The leader of the Polish conservative Law and Justice (PiS), Jarosław Kaczyński, told the Polish Press Agency (PAP) over the weekend that his party would be calling for an emergency meeting of the Polish parliament to consider the remarks made by France’s Attal during a television debate.
Attal claimed that the French provinces are safe from being allocated migrants covered by the EU migration pact, as the migrants will in the first instance be sent to Central and Eastern Europe. Kaczyński contrasted Attal’s statement with Polish Prime Minister Donald Tusk’s claim that the migration pact will not affect Poland because it has taken in hundreds of thousands of Ukrainian refugees.
“It seems that Tusk once again is saying one thing in the EU and another in Poland,” said Kaczyński.
Conservatives in countries like Hungary and Poland have long warned that the EU’s recently passed migration pact was a ploy to transfer unwanted migrants to countries like Poland and Hungary, despite the West claiming that more migration and diversity was always a good thing and a source of “strength.”
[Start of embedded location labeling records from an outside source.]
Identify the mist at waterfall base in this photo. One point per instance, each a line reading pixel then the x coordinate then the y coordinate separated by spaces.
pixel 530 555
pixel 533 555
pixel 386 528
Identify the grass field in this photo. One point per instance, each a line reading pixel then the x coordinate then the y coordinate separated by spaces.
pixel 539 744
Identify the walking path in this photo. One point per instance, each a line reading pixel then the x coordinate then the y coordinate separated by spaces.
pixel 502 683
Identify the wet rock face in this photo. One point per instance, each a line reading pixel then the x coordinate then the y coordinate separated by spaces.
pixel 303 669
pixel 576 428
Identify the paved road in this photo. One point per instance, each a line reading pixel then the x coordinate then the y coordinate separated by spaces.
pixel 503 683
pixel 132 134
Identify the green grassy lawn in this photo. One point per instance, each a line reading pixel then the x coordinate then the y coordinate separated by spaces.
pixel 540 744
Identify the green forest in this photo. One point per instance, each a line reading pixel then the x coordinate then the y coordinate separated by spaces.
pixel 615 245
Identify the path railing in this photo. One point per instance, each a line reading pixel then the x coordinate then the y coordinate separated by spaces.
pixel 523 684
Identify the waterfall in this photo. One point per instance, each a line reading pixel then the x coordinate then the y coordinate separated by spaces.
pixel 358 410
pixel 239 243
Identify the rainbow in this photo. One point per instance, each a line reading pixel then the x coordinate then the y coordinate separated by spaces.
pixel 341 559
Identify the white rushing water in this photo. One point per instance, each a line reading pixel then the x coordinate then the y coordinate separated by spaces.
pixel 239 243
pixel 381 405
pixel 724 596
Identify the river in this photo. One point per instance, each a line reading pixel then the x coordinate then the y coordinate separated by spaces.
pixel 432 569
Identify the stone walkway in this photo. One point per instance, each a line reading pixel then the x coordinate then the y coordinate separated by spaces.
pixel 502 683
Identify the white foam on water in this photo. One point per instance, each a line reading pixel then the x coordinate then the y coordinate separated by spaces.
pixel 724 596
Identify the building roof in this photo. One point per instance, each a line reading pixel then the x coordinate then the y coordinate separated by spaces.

Kaczyński said the parliamentary session on the EU migration pact should receive detailed information from PM Tusk with regard to the circumstances in which his government had failed to block the EU migration pact on the reallocation of migrants entering EU states.
Senior PiS MEP Jacek Saryusz-Wolski told independent television channel TV Republika that the migration pact will act as “a pump for migrants from Africa” and the Middle East who will see the pact as an invitation to come to Europe.
Saryusz-Wolski reminded that EU Commissioner for Home Affairs Ylva Johansson has admitted that Europe needs to have 4.5 million migrants coming every single year “to bridge the demographic gap, change society and provide the left with future voters.”
The Polish government did vote against the EU migration pact at a session of the Council of the European Union, the body in which decisions are made by qualified majority. Kaczyński and PiS have consistently argued that the decision on the pact should be made by the European Council, at which all decisions must be unanimous. In the Council of the European Union, Poland, Hungary and Slovakia voted against the migration pact, which will introduce migrant quotas, but the new law carried the day as most EU states backed it.
The most controversial aspect of the EU migration pact is the provision that should member states refuse to take their share of the reallocated migrants, they will have to pay up to €23,000 for every migrant refused.